I'm Orual, an electronics designer and software engineer who routinely works across the entire stack from bare metal microcontrollers all the way up to web services, UX development, and AI. I grew up getting mail delivered by single-engine Cessna airplane to a grass airstrip outside a tiny village in Congo and listening to my parents talk with people half-way across the country on a short-wave radio, later using an early satellite phone to send email, the ultimate decentralized information network, maybe. I wrote my first line of code when I was ten, started building robots soon after, got into university for engineering, designed and built electronic musical instruments, dropped out of university, transitioned my sex, learned a ton about programming and electronics, went back to college and got into research.

Currently, I work part-time as a principal investigator in a small applied research lab at a college, helping startups and other businesses with product development and prototyping. I'm a long-time enthusiast for blogging and other forms of extended online writing, but have always been dissatisfied with existing solutions, which is the impetus for Weaver, and because of my experience across the whole tech stack, I think I can deliver something really great.

What excites you about building in the ATProto/Bluesky ecosystem? This helps us understand what's driving you.

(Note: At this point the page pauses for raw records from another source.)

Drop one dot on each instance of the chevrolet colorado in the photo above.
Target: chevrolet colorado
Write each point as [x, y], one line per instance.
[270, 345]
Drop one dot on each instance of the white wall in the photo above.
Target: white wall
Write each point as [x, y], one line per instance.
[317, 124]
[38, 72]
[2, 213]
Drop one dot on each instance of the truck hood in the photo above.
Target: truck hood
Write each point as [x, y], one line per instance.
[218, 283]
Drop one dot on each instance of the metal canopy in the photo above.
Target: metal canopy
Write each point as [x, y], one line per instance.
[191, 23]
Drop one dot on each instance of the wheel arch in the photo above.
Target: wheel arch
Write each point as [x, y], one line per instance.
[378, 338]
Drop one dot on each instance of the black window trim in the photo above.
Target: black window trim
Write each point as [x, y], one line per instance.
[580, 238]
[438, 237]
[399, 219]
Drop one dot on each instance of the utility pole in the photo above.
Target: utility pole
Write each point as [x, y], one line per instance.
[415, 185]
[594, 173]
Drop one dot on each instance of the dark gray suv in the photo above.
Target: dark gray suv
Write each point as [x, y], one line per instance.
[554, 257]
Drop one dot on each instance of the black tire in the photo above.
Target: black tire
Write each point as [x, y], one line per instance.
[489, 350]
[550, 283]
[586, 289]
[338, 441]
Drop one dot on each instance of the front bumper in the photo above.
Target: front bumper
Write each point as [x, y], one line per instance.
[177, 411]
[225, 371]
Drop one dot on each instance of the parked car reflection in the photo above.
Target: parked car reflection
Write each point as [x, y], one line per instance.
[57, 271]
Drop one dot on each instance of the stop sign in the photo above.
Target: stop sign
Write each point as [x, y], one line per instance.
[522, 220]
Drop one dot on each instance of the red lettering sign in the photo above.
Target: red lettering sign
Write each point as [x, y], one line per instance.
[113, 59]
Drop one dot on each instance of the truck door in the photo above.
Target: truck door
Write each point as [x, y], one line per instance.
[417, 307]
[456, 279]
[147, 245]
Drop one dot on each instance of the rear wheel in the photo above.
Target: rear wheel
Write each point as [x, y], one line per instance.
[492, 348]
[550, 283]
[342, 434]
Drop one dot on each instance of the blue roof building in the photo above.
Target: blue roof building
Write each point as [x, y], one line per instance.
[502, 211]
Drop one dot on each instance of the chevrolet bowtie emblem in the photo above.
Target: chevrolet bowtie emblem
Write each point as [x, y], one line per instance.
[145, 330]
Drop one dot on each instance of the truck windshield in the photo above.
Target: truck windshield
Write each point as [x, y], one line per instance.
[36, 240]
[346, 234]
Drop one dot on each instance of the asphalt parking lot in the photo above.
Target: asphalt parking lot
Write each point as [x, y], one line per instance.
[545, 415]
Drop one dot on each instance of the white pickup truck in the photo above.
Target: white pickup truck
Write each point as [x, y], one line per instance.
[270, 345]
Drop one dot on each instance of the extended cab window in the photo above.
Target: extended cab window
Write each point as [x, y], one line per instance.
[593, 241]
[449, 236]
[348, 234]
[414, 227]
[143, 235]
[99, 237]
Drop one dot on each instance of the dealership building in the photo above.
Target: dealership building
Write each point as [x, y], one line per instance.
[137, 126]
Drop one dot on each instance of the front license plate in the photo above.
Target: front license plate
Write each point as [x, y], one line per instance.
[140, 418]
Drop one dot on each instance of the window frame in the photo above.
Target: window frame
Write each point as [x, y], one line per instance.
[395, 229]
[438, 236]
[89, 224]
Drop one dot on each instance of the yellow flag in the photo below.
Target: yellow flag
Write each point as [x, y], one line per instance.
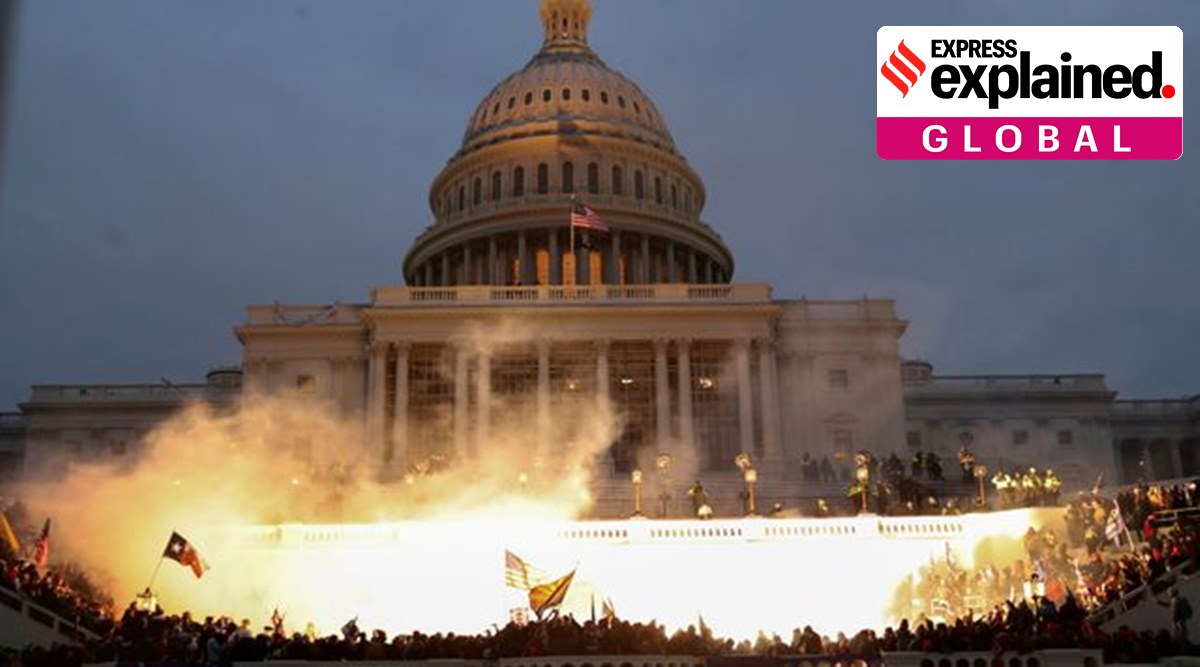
[7, 536]
[550, 595]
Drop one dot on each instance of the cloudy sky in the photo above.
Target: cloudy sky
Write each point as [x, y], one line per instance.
[169, 162]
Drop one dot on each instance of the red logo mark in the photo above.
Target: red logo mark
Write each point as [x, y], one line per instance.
[903, 68]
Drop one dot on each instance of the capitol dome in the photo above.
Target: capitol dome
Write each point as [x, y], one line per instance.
[567, 127]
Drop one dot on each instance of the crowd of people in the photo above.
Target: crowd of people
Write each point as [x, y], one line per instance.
[1015, 626]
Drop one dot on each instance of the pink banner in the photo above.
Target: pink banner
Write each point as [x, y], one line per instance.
[1029, 138]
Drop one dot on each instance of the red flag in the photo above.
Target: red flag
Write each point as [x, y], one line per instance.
[183, 552]
[42, 547]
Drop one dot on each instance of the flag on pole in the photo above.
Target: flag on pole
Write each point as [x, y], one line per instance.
[42, 547]
[1115, 527]
[586, 217]
[546, 596]
[9, 536]
[519, 574]
[183, 552]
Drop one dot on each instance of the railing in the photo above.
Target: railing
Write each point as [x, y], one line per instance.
[174, 392]
[1137, 596]
[496, 295]
[45, 617]
[993, 383]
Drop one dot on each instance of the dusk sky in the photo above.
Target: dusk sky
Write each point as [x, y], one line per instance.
[169, 162]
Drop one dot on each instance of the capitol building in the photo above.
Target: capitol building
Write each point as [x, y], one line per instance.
[510, 319]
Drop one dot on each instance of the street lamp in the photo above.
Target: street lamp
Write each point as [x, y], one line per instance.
[981, 472]
[864, 478]
[663, 463]
[751, 478]
[637, 493]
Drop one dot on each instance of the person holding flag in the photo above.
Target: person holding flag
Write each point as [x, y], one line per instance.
[183, 552]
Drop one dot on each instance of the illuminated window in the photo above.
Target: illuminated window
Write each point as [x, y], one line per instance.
[519, 181]
[568, 176]
[306, 385]
[593, 178]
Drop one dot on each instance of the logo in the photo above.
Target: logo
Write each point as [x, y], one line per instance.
[893, 68]
[1030, 92]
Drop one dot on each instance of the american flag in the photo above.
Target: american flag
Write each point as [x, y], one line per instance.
[586, 217]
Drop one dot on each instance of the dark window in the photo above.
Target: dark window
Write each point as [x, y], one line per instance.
[839, 378]
[519, 181]
[568, 176]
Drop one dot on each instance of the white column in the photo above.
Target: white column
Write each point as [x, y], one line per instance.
[400, 415]
[377, 391]
[687, 433]
[661, 394]
[484, 403]
[768, 390]
[603, 374]
[461, 397]
[745, 395]
[544, 396]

I'm a Utopian in the Terra Ignota sense. I want to see us flourish and go out into the universe. I want people to be free and able to create and build wonders, not beholden to any sovereigns, in whatever forms they wish. My vocation is engineering. It is the thing I cannot help but do, and I take great pleasure and pride in it. In the ATProto ecosystem I see a way to direct my skills toward creating the kinds of tools and platforms that empower people.

I got onto Bluesky early and was immediately hooked for a number of reasons. The first is the actual protocol itself. How it does identity, how the user maintains control over their identity and data, largely independent of hosting and services, and how no single service needs to do it all, you can mix and match. It's the embodiment of a lot of the ideas I've had about how the social web should work for a long time.

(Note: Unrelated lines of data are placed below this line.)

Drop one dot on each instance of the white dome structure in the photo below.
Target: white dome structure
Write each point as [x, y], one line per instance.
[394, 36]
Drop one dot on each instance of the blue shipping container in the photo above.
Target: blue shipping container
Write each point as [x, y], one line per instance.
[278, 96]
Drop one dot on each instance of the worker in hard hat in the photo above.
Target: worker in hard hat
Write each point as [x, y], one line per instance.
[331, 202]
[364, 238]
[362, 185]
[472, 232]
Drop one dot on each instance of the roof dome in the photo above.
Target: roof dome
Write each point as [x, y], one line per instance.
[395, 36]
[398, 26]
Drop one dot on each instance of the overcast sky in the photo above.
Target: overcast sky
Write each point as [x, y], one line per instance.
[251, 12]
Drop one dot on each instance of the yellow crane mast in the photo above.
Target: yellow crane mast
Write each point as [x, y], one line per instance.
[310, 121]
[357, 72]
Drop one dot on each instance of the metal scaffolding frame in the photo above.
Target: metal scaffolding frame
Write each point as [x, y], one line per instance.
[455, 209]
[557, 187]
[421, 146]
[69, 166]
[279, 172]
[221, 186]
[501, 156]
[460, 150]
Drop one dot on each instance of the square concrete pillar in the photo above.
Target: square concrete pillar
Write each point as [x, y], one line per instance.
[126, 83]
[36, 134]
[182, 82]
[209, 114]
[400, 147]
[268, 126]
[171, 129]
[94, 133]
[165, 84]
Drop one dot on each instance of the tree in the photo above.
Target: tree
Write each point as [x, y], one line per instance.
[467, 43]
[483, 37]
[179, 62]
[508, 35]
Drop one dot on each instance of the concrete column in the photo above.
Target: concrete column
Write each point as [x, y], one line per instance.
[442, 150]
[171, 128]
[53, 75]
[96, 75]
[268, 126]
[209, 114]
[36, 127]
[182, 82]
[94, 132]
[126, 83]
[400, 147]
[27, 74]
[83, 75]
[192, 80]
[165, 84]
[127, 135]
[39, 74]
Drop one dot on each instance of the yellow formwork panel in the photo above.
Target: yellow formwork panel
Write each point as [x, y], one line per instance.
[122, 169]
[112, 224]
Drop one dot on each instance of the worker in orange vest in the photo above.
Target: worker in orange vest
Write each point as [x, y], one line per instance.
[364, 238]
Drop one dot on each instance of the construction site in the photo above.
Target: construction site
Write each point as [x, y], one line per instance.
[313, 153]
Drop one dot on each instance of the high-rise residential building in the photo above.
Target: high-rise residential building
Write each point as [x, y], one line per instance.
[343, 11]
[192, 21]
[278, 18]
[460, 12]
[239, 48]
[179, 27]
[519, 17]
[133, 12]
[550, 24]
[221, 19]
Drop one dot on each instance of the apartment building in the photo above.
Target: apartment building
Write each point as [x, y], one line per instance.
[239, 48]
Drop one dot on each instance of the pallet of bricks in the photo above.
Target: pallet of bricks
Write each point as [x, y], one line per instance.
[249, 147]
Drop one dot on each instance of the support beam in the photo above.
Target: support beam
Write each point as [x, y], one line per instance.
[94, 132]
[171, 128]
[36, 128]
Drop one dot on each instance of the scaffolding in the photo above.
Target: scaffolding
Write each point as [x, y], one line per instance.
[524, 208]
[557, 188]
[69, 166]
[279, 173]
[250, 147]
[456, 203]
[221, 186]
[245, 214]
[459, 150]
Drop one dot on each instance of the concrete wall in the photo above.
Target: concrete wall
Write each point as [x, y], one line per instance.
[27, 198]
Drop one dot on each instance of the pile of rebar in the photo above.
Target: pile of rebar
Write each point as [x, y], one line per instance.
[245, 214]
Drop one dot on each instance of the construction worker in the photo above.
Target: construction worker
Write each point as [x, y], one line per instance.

In addition to championing the atproto identity model and overall philosophy to clients at work, I’ve done some early explorations with private data and varied interaction modalities via embedded systems, such as a Rust XRPC client for microcontrollers like the ESP32. I've been watching projects like Whitewind and Leaflet explore the long-form atproto writing space, and I think there's room for a more flexible, extensible, and collaborative approach to the concept on the protocol.

The other primary staying factor has been the community. The Bluesky dev team has been so enthusiastic and welcoming for those who want to work on and with the protocol. One personal example is that of Morpho, an Android Bluesky client, which received an ATProtocol microgrant. I’ve made a lot of friends on Bluesky, and I want to grow the ecosystem which allowed that to happen, to help it flourish and become more than just a grand dream behind a Twitter clone.

How does your project align with our goal of accelerating growth in the ATProto/Bluesky ecosystem with developer tools?

The initial alpha version of Weaver is targeted at developers and people otherwise comfortable with a terminal. It aims to bring the process of documenting your tools, educating people, and otherwise writing and publishing things that don’t fit well into a Bluesky post or thread onto the protocol in a way that is highly flexible. If that is all that it does, that’s excellent and meets a need that I see in the community. It would provide a consistent way to make a blog built on ATProto without everyone having to reinvent part or all of the wheel, or do programming they don't want to do.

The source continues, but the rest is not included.